REMEMBER the famous Big Mac Index, invented by (peckish?) Economist journalists in 1986?

It was intended as a more ‘realistic’ measure of a country’s wealth than the infinitely more boring Gross National Product.

So today Ukrainians can buy three Big Macs for the price of one in Spain – which in turn is 30 per cent cheaper than in Switzerland.

The index does of course come unstuck in those parts of the world Macdonald’s hasn’t yet colonised. With relatively few golden-arch franchises, Africa has its own equivalent: the KFC Index.

Also problematic is that you apparently get 8 per cent less burger in your Mexican Big Mac than you do in Australia.

But now the techno age has spawned a new index. This one highlights the huge gap, nay gulf, between what it actually takes for consumers to buy the very same electronics around the world – devices almost all made in the same place (China), but with very different degrees of affordability.

Take the recent iPhone X. At a wallet-bruising € 1,150 or so in much of Europe, it’s today’s most expensive mainstream phone (alongside its new rival, the Samsung Galaxy Note 9). The X has spawned an adaptation of the Big Mac Index: how long you would actually have to work to buy one.

The Swiss (yes, them again) can trouser a new iPhone X after working just 38 hours. Spaniards must toil nearly four times as much, 140 hours. Spare a free ringtone for the Ukrainians (708 hours), Indians (900 hours) and the poor old Egyptians (1,066 hours).

The good news is that although technology doubles in power roughly every two years according to Moore’s Law, fortunately it doesn’t double in price. In fact it’s getting cheaper.

Back in 1982, you might recall from a previous column, a basic word-processor cost an eye-watering € 7,500 in today’s money. Last night I spotted a mini computer on Amazon for € 90, and a Raspberry Pi for barely a third of that.

The original 2001 iPod was around € 350, which would be about € 500 today. But it isn’t: the current iPod costs less than € 150 in most of Europe. And some lesser music players are now so cheap they’ll soon be giving them away with your corn flakes.

So despite not living in Zurich there’s at least some hope for the rest of us.

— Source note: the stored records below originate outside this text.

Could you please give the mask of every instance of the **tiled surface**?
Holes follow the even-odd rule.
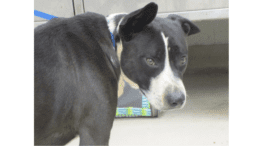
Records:
[[[228,145],[228,74],[226,71],[186,75],[186,106],[160,112],[158,118],[116,119],[110,146]],[[76,137],[68,145],[78,145]]]

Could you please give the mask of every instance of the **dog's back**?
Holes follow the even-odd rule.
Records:
[[[116,54],[105,17],[55,18],[34,35],[35,144],[62,145],[76,134],[107,142],[100,132],[115,117],[119,63],[107,57]]]

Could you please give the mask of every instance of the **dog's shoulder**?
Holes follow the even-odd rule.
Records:
[[[71,18],[54,18],[36,27],[34,34],[35,56],[39,62],[50,58],[58,62],[60,56],[74,55],[79,64],[85,62],[96,67],[110,61],[109,66],[119,75],[119,61],[103,15],[87,12]]]

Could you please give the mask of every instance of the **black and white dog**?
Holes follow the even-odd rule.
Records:
[[[149,3],[129,14],[88,12],[35,28],[35,145],[64,145],[78,134],[80,145],[108,145],[120,80],[158,110],[184,106],[186,37],[199,29],[181,16],[158,18],[157,10]]]

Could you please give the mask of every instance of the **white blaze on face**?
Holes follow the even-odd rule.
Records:
[[[183,92],[186,98],[186,91],[182,80],[174,76],[174,73],[170,67],[168,52],[170,49],[168,48],[168,37],[166,38],[163,33],[161,34],[165,44],[164,69],[158,76],[151,79],[149,90],[144,91],[149,102],[158,110],[170,108],[167,103],[167,99],[164,98],[167,96],[168,93],[174,92],[175,89],[179,89],[181,92]]]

Burgernomics apart, by all the statistics technology is indeed becoming steadily more affordable for all of us every day we wait. It’s the waiting that’s so hard.

Loss leader

WHILE the iPhone has virtually the highest profit margin of any mainstream techno product today (it sells for a bruising three times what it actually costs to make, still want to buy one?), some tech products actually sell below cost.

Perhaps the most famous bargain is still Amazon’s Kindle e-reader. Not only does poor Mr Bezos make zero profit on every one he sells, but he’s actually selling it at a loss in many cases. Until you factor in all the e-books he dearly hopes to flog you.

Printers have long been sold with a similar rationale.

They’re often highly-subsidised devices which you will finance many times over by buying their ink at a cost-per-drop infinitely higher than the finest champagne. A pity there isn’t an indelible Cava.